Barèmes prud’hommes : ils sont contraires à l’article 24 de la Charte sociale

Publié le 05/10/2022

Cette décision était attendue depuis plusieurs années. Elle vient enfin d’être rendue, puis publiée le 26 septembre 2022 : le Comité européen des droits sociaux (CEDS) déclare que le barème instauré par les ordonnances travail viole l’article 24 de la Charte sociale européenne.

Qu’est-ce qu’une indemnisation adéquate au sens de l’article 24 de la Charte ?

Le CEDS commence tout d’abord par rappeler ce qu’il convient d’entendre par indemnisation adéquate. Il précise que le système d’indemnisation sera jugé comme étant conforme dès lors qu’il prévoit :

« - l’indemnisation de la perte financière encourue entre la date du licenciement et celle de la décision de l’organe de recours ;

- la possibilité de réintégration du salarié ;

- et/ou une indemnité d’un montant suffisamment élevé pour dissuader l’employeur et réparer le préjudice subi par la victime. »

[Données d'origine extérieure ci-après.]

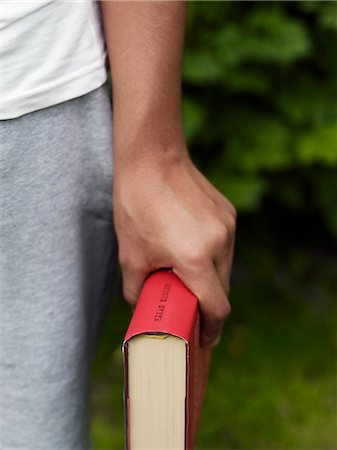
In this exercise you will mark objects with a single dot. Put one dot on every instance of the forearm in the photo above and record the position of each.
(145, 47)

Sur ce dernier point, elle précise que « Les indemnités en cas de licenciement abusif doivent être à la fois proportionnelles au préjudice subi par la victime et suffisamment dissuasives pour l’employeur ». Et ajoute qu’en cas de plafonnement des indemnités accordées en compensation du préjudice matériel :

  • la victime doit pouvoir demander réparation pour le préjudice moral subi par d’autres voies juridiques ;
  • les juridictions compétentes pour accorder une indemnisation pour le préjudice matériel et moral subi doivent se prononcer dans un délai raisonnable.

 

Le droit français au regard de l’article 24 de la Charte

Le Comité se livre ensuite à une lecture croisée du système français, avec les conditions rappelées ci-dessus. Voici les éléments principaux à retenir.

-En ce qui concerne la possibilité de réintégration du salarié 

Il constate que le système français est conforme à l’article 24 de la Charte dès lors qu’en cas de licenciement abusif, la réintégration est un mode de réparation possible.

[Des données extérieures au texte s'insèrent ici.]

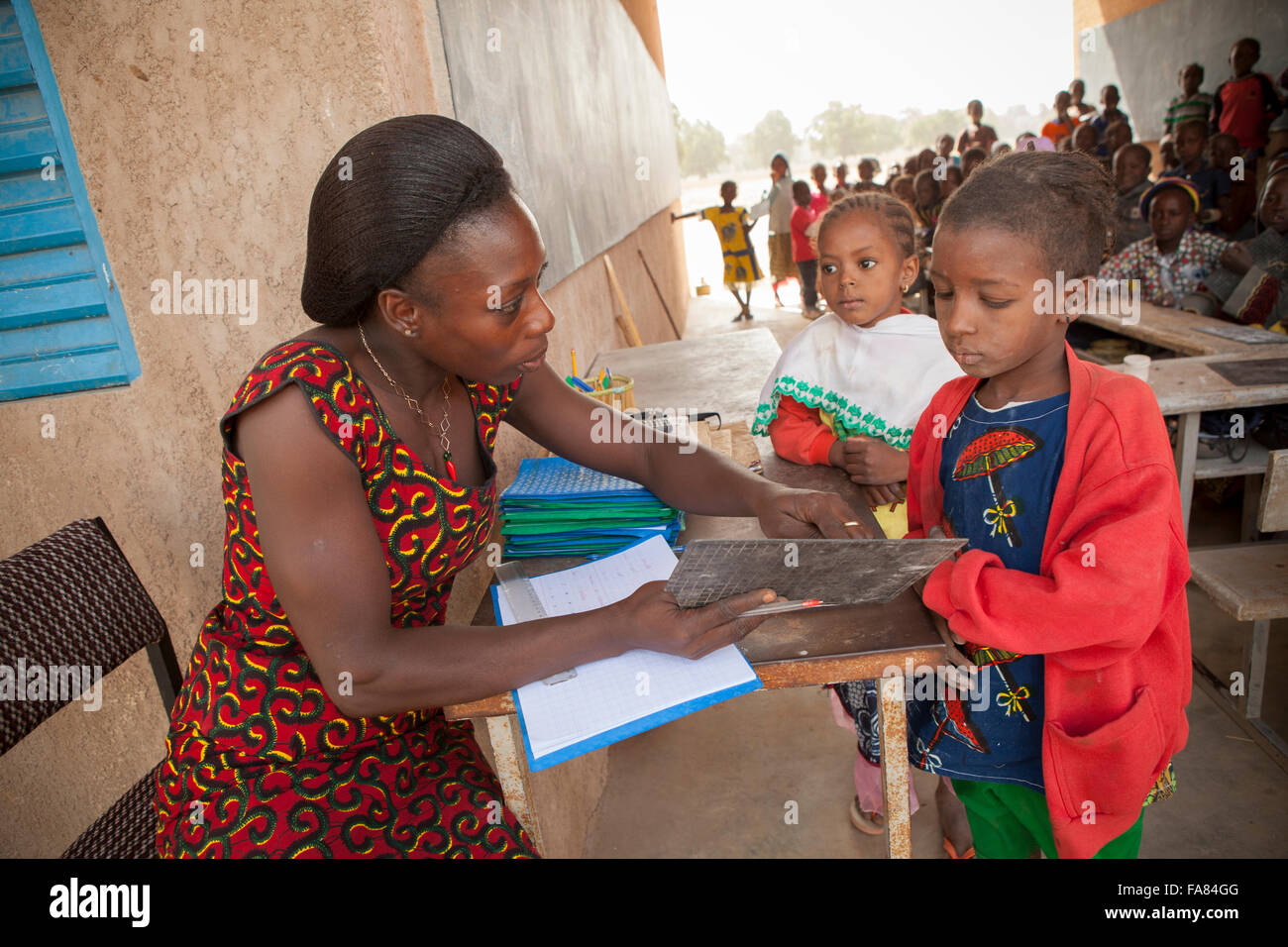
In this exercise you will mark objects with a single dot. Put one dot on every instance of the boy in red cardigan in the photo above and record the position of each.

-En ce qui concerne une indemnité d’un montant suffisamment élevé pour dissuader l’employeur et réparer le préjudice 

Le Comité rappelle que dans sa décision concernant l’État finlandais (Finnish Society of Social Rights c. Finlande, réclamation n° 106/2014), il avait estimé que le plafond de 24 mois prévu par la législation finlandaise était insuffisant en ce qu’il ne permettait pas d’octroyer une indemnité adéquate au sens de l’article 24 de la Charte. Il note ensuite qu’en droit français, ce plafond est de 20 mois maximum pour une ancienneté de 29 ans et plus. Et relève que le barème est moins élevé pour les salariés ayant peu d’ancienneté et pour ceux qui travaillent dans des entreprises de moins de 11 salariés.

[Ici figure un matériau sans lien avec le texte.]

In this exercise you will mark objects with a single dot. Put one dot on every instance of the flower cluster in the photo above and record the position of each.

Dans cette dernière situation, il retient que « les montants minimums et maximums d’indemnisation auxquels ils peuvent prétendre sont faibles et parfois quasi identiques, de sorte que la fourchette d’indemnisation n’est pas assez large ».

Le CEDS souligne également que la « prévisibilité » résultant du barème pourrait constituer une incitation pour l’employeur à licencier abusivement des salariés.

Il retient enfin sur ce point que le plafond du barème d’indemnisation ne permet pas de prévoir une indemnité plus élevée en fonction de la situation personnelle et individuelle du salarié.

 

En conclusion : des plafonds insuffisamment élevés à la fois pour réparer le préjudice subi par la victime et être dissuasifs pour l’employeur !

Après avoir balayé le droit français, et au regard de l’article 24 et des décisions déjà rendues par lui sur des sujets similaires, le Comité tranche dans en sens qui in fine ne surprend pas : « les plafonds prévus par l'article L.1235-3 du Code du travail ne sont pas suffisamment élevés pour réparer le préjudice subi par la victime et être dissuasifs pour l'employeur. 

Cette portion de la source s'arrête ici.